When we make space to be present to the moment before us,
When we create intention to notice the surroundings around us,
We are soon reminded of people.
Isn’t that true?
We walk around the grocery store and see a food item that someone especially likes.
We cross an email off our to-do list and remember someone we’d like to check in with later.
We smell a comforting scent and remember the people present in a long-ago memory.
The remembrances of people are around us all the time. This means we are invited into community all the time.
I find myself thinking about the word ‘remember.’ Though we don’t typically think about it this way, in English, the word is literally phrased as ‘member again.’ This is a way to express belonging. In community, we are members of one another. We belong.

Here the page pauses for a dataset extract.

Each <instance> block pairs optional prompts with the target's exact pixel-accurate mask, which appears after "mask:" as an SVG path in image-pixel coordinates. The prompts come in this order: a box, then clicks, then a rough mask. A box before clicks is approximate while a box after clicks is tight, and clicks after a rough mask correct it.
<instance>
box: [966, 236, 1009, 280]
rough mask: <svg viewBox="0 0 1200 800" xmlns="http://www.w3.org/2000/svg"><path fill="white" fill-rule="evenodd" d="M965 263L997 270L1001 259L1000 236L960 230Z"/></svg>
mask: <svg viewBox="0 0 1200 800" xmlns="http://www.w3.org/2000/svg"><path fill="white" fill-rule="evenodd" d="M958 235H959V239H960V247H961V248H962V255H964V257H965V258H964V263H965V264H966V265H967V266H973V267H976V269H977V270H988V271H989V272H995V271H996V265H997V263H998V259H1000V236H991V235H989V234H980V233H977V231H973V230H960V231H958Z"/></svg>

And when Jesus shared his very last meal with his closest friends and confidants, he blessed bread before them, and broke it, saying, “Take and eat. This is my body broken for you. Do this in remembrance of me.” He then poured the cup of wine before them and said, “Drink this, all of you. As often as you do so, do this in remembrance of me.”
In the recounting of this moment, the Greek word for ‘remember’ means ‘to make present.’ Jesus is not simply asking disciples to think about him when they eat future meals together. He is asking them to reenact this moment in a way that makes him present.
In this very Sacrament, and
In a life of sacramental living —
noticing, reflecting, contemplating —
people become present to us all the time.
So when we remember them —
as they are membered once more in our thoughts,
and made present to us —
perhaps would be meaningful if we reached out to say hello, making ourselves present too.